Open-label Study of Treatment with Alendronate Sodium Plus Vitamin D in Men and Women with Osteoporosis in Thailand

Overview

Journal BMC Musculoskelet Disord

Publisher Biomed Central

Specialties Orthopedics
Physiology

Date 2018 Nov 8

PMID 30400864

Citations 1

Authors

Thawee Songpatanasilp

Sattaya Rojanasthien

Pansak Sugkraroek

Boonsong Ongphiphadhanakul

Lamar Robert

Chongchit Sripun Robert

Sirichai Luevitoonvechkij

Arthur C Santora

Affiliations

Soon will be listed here.

Abstract

Background: It is generally believed that Thai people do not suffer from hypovitaminosis D because there is abundant sunlight throughout the year, and that taking vitamin D supplements could result in abnormally high levels of vitamin D. This is a Thai FDA-driven study to investigate this risk over a period of 26 weeks of taking alendronate sodium/vitamin D3 combination tablets.

Methods: Osteoporosis patients in Thailand were recruited to a multicenter, open-label, 6-month trial of oral alendronate sodium 70 mg/vitamin D3 5600 IU. Patients received study medication once a week for 26 weeks. Serum 25-hydroxyvitamin D (25(OH)D) and Beta-CrossLaps (β-CTx) levels were measured at baseline and 26 weeks. The primary endpoint was the proportion of patients with 25(OH)D ≥ 50 ng/mL at week 26; it was hypothesized that 26 weeks' treatment would not result in 25(OH)D serum levels ≥ 50 ng/mL in > 7% of osteoporosis patients.

Results: One hundred ninety-eight patients were recruited. At baseline, 67.2% of the patients had 25(OH)D < 30 ng/mL; this declined to 34.4% by week 26. The mean 25(OH)D level improved from 27.8 ng/mL at baseline to 33.6 ng/mL at week 26. Five patients (2.69% of the full analysis set) had 25(OH)D levels ≥ 50 ng/mL at 26 weeks. The highest 25(OH)D level, 64.3 ng/mL, was observed in a patient whose baseline level was 102.2 ng/mL. The majority (62.9%) of the patients had optimal 25(OH)D levels (30-50 ng/mL). β-CTx levels were reduced by 57.7% after 26 weeks' treatment. No clinically significant cases of hypercalcemia which could be associated with hypervitaminosis D were identified during physical examination, in vital signs, or in laboratory results. Overall, 73 patients (36.9%) reported at least one adverse event (AE), with 13 (6.6%) reporting drug-related AEs. Four patients discontinued due to AEs, two of which were drug-related. Serious AEs were reported for four patients, of which one was considered drug-related.

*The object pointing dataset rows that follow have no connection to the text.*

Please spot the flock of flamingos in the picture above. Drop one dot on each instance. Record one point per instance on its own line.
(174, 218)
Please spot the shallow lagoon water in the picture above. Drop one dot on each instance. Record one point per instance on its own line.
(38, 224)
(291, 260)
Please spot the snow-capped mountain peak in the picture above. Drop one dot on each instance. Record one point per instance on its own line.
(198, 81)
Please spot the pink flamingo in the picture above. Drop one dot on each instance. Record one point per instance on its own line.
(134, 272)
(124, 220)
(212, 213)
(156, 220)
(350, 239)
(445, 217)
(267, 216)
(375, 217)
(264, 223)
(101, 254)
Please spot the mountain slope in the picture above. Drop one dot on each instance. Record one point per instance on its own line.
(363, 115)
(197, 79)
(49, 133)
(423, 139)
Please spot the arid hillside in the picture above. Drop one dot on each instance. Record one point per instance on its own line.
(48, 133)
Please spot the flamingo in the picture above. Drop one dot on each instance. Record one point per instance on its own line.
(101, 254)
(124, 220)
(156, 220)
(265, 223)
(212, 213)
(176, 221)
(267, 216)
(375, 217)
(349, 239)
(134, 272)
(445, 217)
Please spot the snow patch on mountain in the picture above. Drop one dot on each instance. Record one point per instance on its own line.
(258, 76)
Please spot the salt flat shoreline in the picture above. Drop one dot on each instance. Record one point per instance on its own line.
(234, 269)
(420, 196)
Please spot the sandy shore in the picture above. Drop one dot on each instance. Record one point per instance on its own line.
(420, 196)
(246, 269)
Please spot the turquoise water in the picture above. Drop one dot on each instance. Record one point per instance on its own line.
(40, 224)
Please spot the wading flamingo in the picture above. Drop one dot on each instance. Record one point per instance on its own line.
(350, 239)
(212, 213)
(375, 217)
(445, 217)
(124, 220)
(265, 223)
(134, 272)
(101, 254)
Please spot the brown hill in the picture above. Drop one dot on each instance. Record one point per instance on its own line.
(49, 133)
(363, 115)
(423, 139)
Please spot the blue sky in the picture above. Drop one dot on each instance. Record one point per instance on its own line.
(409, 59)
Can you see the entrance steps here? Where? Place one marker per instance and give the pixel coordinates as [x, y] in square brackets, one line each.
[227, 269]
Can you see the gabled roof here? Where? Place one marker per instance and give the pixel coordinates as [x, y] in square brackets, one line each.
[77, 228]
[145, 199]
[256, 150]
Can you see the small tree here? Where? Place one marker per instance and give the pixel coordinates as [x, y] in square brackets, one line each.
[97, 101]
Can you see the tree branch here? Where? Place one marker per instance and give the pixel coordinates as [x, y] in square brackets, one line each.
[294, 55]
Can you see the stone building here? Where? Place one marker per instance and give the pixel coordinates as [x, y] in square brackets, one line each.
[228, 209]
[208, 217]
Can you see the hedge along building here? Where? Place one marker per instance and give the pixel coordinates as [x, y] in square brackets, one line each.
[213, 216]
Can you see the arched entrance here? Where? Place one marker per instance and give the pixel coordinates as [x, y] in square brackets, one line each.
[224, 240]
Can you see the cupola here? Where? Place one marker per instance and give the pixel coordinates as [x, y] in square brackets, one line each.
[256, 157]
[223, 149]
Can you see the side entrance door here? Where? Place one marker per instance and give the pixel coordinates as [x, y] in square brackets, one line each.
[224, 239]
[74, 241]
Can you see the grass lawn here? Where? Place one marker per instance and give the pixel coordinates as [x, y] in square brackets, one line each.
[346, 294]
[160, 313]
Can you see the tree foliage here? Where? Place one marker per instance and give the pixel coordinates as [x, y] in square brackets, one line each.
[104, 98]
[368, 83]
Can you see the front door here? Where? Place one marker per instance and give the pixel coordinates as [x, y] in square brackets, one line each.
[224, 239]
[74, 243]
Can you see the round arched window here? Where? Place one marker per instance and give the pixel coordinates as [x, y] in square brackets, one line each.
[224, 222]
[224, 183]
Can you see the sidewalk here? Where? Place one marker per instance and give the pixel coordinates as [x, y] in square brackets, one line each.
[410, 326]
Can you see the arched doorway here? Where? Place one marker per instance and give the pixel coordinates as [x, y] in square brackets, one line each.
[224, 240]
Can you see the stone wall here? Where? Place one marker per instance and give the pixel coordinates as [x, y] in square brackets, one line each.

Conclusions: Oral alendronate sodium 70 mg plus vitamin D3 5600 IU once weekly had an acceptable safety profile in this study, and increased serum 25(OH)D and reduced β-CTx levels in osteoporosis patients. This treatment improved 25(OH)D levels, without causing abnormally high levels, after 26 weeks' treatment.

Trial Registration: Clinical Trials.gov NCT01437111 , Registered September 19, 2011.

Citing Articles

Efficacy of combination therapy of vitamin D and bisphosphonates in the treatment of postmenopausal osteoporosis: a systematic review and meta-analysis.

Yang Y, Yang M, Su X, Xie F Front Pharmacol. 2024; 15:1422062.

PMID: 39640483 PMC: 11617160. DOI: 10.3389/fphar.2024.1422062.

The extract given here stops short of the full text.